Hajiko was recorded in Byron Bay, Australia, at a studio in the rainforest near the ocean shores. Collaborating with Australian artists Djulz Chambers on percussion, Cye Wood on violin (Cave in the Sky), Brandon Cassidy on “wooden machines” (Black Rainbow), and Christian Pyle on analog electronics.

Hajiko is a stunning sonic journey that traverses numerous landscapes as it unfurls before the listener. There’s a real beauty to the music on display here, not just in sound, but also in energy and concept. While there are actually quite a few elements on the display it never feels this way. There’s a simplicity and an ease with which the music flows, ensuring that it never feels overcrowded or smothered. Each element is allowed to breath and for the listener that means that each can be absorbed and enjoyed both individually and collectively.
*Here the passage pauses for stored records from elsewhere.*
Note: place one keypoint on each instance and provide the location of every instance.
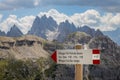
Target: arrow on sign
(73, 56)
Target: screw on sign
(78, 57)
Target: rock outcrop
(24, 47)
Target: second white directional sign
(73, 56)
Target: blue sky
(98, 14)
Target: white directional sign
(74, 56)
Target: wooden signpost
(78, 67)
(78, 57)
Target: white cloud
(59, 17)
(92, 18)
(24, 24)
(107, 5)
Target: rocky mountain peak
(14, 32)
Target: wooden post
(79, 67)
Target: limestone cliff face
(24, 47)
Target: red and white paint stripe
(96, 56)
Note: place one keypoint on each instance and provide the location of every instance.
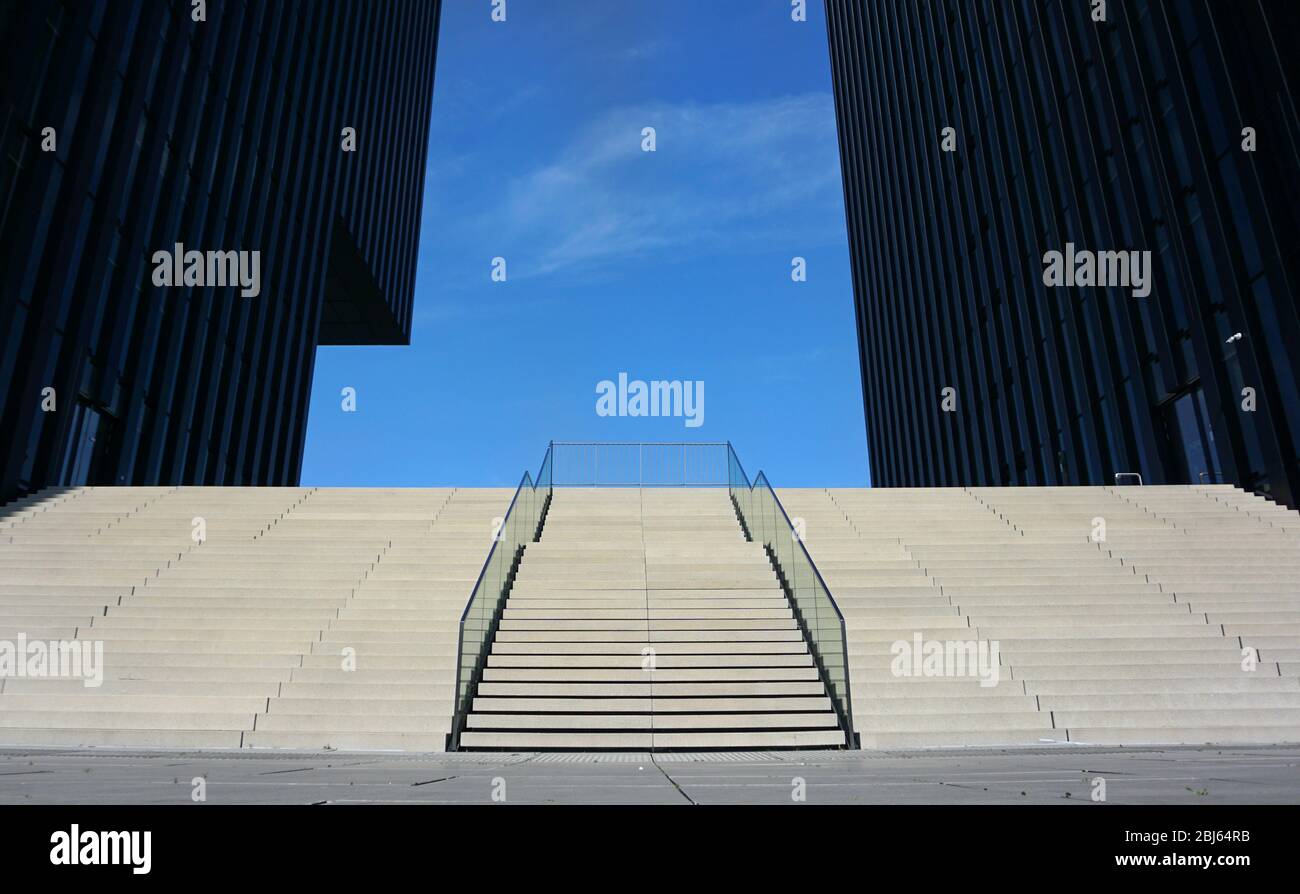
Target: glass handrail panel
(767, 523)
(482, 610)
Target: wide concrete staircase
(328, 619)
(1123, 616)
(229, 616)
(642, 619)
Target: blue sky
(666, 265)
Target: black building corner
(1169, 127)
(129, 127)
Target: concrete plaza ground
(984, 776)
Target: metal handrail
(640, 464)
(466, 689)
(843, 706)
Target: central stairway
(642, 619)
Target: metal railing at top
(819, 616)
(635, 464)
(479, 623)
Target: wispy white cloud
(729, 177)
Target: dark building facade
(130, 126)
(1126, 134)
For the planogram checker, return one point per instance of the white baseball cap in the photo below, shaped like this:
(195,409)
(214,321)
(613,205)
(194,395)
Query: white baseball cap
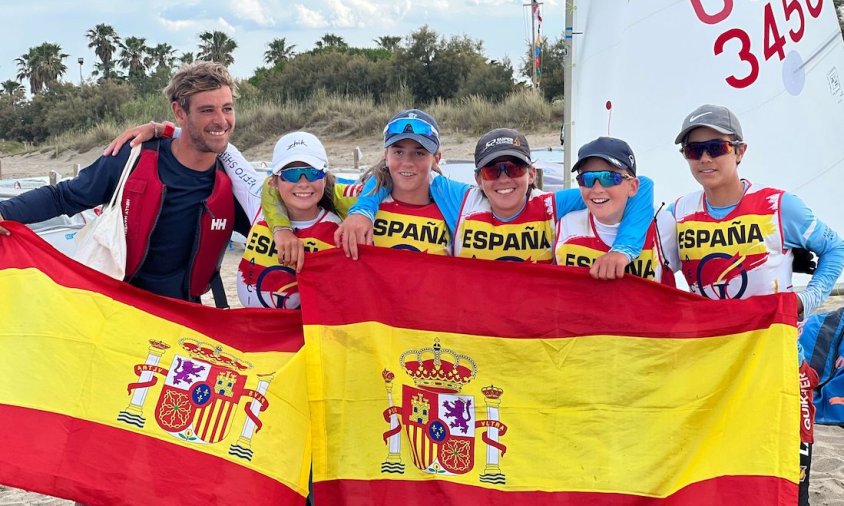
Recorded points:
(299,147)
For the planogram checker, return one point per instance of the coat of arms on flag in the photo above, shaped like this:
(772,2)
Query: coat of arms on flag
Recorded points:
(198,401)
(439,420)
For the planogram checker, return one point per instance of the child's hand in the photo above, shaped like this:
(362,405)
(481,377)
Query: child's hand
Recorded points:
(609,266)
(291,249)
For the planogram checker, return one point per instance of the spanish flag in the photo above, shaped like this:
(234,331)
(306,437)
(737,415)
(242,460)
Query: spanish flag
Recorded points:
(111,395)
(439,380)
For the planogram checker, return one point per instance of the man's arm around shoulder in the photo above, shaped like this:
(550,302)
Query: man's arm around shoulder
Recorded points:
(93,186)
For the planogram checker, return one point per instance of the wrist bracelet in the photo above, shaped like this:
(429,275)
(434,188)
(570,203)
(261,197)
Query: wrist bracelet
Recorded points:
(169,130)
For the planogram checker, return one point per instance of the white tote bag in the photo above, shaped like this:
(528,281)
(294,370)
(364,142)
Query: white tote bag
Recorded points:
(101,244)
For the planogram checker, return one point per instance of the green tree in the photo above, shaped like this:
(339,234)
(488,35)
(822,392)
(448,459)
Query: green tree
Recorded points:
(331,41)
(279,52)
(163,56)
(551,79)
(388,42)
(216,46)
(435,68)
(42,66)
(105,41)
(12,88)
(134,56)
(186,58)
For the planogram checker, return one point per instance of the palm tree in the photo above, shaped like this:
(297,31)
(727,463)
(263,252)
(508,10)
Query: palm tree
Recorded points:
(388,42)
(12,88)
(216,46)
(330,40)
(134,57)
(279,51)
(104,41)
(186,58)
(42,66)
(163,56)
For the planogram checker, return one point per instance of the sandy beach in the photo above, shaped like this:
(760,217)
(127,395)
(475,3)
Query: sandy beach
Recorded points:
(827,478)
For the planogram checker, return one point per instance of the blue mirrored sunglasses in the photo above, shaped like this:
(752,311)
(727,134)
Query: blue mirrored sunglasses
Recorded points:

Andrew Tumason’s voice is easily one of my favourite elements on the album. There’s just something about it that I find incredibly soothing and entrancing. There’s a smoothness to it that allows it to meld seamlessly into the music itself and yet it simultaneously stands out from the mix and captures your attention. He manages to express so much without any need for lyrics, his captivating ritualistic/spiritual vocals are all that the music requires.

The violin, viola and piano operate in a league of their own in regard to the level of emotion that they bring to the mix. They deliver everything from subdued moments of melancholy through to truly stunning, rousing crescendo. The aforementioned vocals pair so well with these moments; however, Andrew changes his delivery style to suite the overall tone of the music. Ruca is a perfect example of this and is easily one of the most stunning tracks on the album and well worth your time.

Andrew adapts his vocals to each style of music presented on the album, for instance in the more spiritually driven world music segments he sounds completely different to the string and key driven parts. Both the music (which is primarily made up of shaker and various percussive instruments such as dunuba and kuma djembe) and his vocals take on a more esoteric quality that’s hard to put into words. Guri is an excellent example of this, along with Indiwa.

Some tracks combine the two worlds, mixing keys and strings with more world influenced sounds and energy. Jhiko is a perfect example of this and manages to express the emotion of the piano alongside Andrew’s more ethereal vocals, shakers and percussive instruments. This track is completely mesmerizing and has been played regularly since I first heard it two weeks ago.

Overall, the whole album is a truly captivating piece of music. It’s a breath of fresh air that stands out as unique among many of the other album’s I’ve listened to lately. My main piece of advice is to surrender to the music on this one, enjoy it from start to finish in one sitting and focus all of your attention on it; I guarantee you will be rewarded.